On Shannon functions for $AC^0$ circuits and $AC^0$ formulas
(A joint comment with Igor Sergeev)
Eric Allender informed us that the asymptotic equations for Shannon functions $\mathrm{L}_d(n)$ and $\mathrm{C}_d(n)$ of
bounded depth formulas and circuits, given on page 304 of the book and referred to Lupanov (1961,1977), are apparently not accurate: Uri Zwick in his lecture notes shows that Lupanon's method of synthesis yields depth-$3$
circuits of size about $\sqrt{2^n}$, if all gates of the form
$(x_1^{a_1}\land\cdots\land x_m^{a_m})^b$ with $a_i,b\in\{0,1\}$
can be used as gates.
We re-checked original papers and, indeed, what Lupanov actually proved is:
- Lupanov (1961): $\mathrm{L}(n)\sim \mathrm{L}_3(n)\sim 2^n/\log n$ for the
leafsize of $AC^0$ formulas (number of input literals), not for the number of gates.

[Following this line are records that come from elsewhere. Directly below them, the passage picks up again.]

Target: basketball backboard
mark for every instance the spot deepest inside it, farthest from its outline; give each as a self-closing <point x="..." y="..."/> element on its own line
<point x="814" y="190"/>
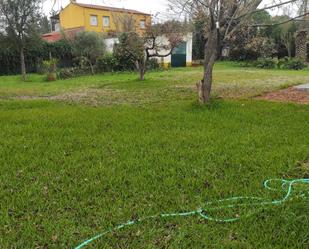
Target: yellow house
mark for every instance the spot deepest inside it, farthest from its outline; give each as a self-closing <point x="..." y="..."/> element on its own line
<point x="99" y="18"/>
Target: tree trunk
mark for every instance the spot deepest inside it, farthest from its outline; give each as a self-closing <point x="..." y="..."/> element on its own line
<point x="23" y="64"/>
<point x="91" y="67"/>
<point x="141" y="67"/>
<point x="211" y="50"/>
<point x="289" y="51"/>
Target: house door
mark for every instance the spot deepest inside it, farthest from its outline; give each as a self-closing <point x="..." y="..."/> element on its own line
<point x="179" y="55"/>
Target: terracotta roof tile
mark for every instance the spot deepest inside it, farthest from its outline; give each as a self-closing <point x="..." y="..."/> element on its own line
<point x="90" y="6"/>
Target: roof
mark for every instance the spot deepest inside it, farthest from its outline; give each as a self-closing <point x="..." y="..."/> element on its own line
<point x="57" y="36"/>
<point x="100" y="7"/>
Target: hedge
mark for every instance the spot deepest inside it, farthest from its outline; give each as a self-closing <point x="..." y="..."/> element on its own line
<point x="10" y="57"/>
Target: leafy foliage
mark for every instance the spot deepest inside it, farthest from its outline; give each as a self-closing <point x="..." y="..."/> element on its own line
<point x="88" y="46"/>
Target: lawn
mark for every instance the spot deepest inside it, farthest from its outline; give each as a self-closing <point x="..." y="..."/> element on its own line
<point x="83" y="155"/>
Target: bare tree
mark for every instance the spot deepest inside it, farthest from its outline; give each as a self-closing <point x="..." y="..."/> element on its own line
<point x="157" y="41"/>
<point x="20" y="22"/>
<point x="222" y="18"/>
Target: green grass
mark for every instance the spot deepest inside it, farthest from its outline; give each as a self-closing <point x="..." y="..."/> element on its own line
<point x="70" y="171"/>
<point x="230" y="81"/>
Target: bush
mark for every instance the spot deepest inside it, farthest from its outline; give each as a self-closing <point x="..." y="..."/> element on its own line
<point x="34" y="55"/>
<point x="266" y="63"/>
<point x="291" y="63"/>
<point x="153" y="64"/>
<point x="67" y="73"/>
<point x="50" y="68"/>
<point x="107" y="63"/>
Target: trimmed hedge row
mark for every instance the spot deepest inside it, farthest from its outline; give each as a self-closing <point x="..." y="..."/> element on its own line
<point x="10" y="57"/>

- Lupanov (1977): $\mathrm{C}(n)\sim \mathrm{C}_3(n)\sim 2^n/n$ for fanin-$2$ circuits over
$\{\land,\lor,\neg\}$, where the depth is defined as $1$ plus the maximum number of alternations between AND and OR gates along input-output paths.
In the case when we count gates in $AC^0$ circuits, Vladimir Dančik [1] has proved
the following bounds for $\mathrm{C}_d(n)$:
\[
1.914\cdot 2^{n/2}-4n \leq \mathrm{C}(n)\leq \mathrm{C}_3(n)\leq c\cdot 2^{n/2}+n+1\,,
\]
where $c=2$ for even $n$, and $c=2.12$ for odd $n$. Actually, the lower bound was proved in [1] for a more general model, where negation gates can appear anywhere in the circuit (not only on the input variables).
Recall that inputs in a "standard" $AC^0$ circuit are literals (variables and their negations) and the gates unbounded fanin AND and OR functions. That is, negations are only on input variables.
The goal of this comment is to give simple proofs of these estimates
on $\mathrm{C}_d(n)$ for "standard" $AC^0$ circuits, and to show that
$\mathrm{L}_d(n)=\Theta(2^n/n)$ holds for the size (the number of gates, not the number of leaves) of $AC^0$ formulas of any depth $d=d(n)\geq 3$.
Theorem 1 (circuits):
For the size of $AC^0$ circuits, we have
\[
2\cdot 2^{n/2}\lesssim \mathrm{C}(n)\leq \mathrm{C}_3(n)
\leq c \cdot 2^{n/2}+1\,,
\]
where $c=2$ for even $n$, and $c=3/\sqrt{2}\approx 2.12$ for odd $n$.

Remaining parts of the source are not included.